Taken together with ESCAPE, EXTEND-IA, and SWIFT PRIME, the pooled analysis presented by Dr. Broderick clarifies the benefit of endovascular therapy in severe strokes due to large artery occlusions, he said.

“These data tell clinicians that we need to avoid wasting any time identifying stroke patients for endovascular treatment of large vessel occlusions,” Dr. Meyers commented. “Once the emergency physician or stroke neurologist obtains a noncontrast CT scan to deliver intravenous [recombinant] tPA, then they should strongly consider another scan—namely, CT [angiography]—to confirm that there is a large artery blocked. It is now clear that there is importance to get the clot out and restore cerebral circulation in appropriately selected stroke victims.”

Still, unanswered questions remain, including how to tell when it is too late to intervene. “We’ve learned a lot about patients with severe stroke,” he said. “The combination of rapid triage, new techniques, new tools, and some ongoing trials looking at the influence of collaterals in this population is going to be important going forward.”

In just a short period of time, “we have gone from having no conclusive [evidence] of benefit to having 4 trials that are all pointing in the same direction.
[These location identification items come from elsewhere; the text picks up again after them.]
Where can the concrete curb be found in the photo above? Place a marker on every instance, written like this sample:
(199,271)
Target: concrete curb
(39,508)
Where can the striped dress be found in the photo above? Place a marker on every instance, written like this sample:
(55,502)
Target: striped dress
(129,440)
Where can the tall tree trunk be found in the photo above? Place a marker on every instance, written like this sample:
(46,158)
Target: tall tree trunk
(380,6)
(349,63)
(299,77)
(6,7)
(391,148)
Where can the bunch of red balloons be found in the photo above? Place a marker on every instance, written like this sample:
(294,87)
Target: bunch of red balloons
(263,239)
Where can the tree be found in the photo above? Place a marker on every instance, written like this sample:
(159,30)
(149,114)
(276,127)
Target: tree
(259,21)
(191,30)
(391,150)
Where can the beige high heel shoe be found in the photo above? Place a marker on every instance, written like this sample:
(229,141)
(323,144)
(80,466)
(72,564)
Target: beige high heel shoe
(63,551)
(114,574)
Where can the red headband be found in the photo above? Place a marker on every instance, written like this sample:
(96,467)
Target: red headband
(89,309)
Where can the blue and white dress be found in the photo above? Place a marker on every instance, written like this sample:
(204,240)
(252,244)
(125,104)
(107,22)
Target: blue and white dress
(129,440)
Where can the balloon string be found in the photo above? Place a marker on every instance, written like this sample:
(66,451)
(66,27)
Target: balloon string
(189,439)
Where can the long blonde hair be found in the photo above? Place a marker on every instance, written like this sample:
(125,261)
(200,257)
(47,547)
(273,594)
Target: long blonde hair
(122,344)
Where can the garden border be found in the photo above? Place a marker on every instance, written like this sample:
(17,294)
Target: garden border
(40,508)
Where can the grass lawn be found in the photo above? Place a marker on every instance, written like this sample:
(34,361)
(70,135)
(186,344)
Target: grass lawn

I believe that this puts the issue to rest in terms of whether endovascular therapy works,” Dr. Meyers concluded.

 


Source:
Broderick J. Pooled analysis of IMS III and MR CLEAN trials for patients with NIHSS ≥ 20. Presented at: International Stroke Conference; February 12, 2015; Nashville, TN.

Disclosures:

Dr. Broderick reports serving as principal investigator for the IMS III trial, receiving research support from Genentech, and serving as a consultant/advisory board member for Pfizer.

  • Dr. Meyers reports no relevant conflicts of interest.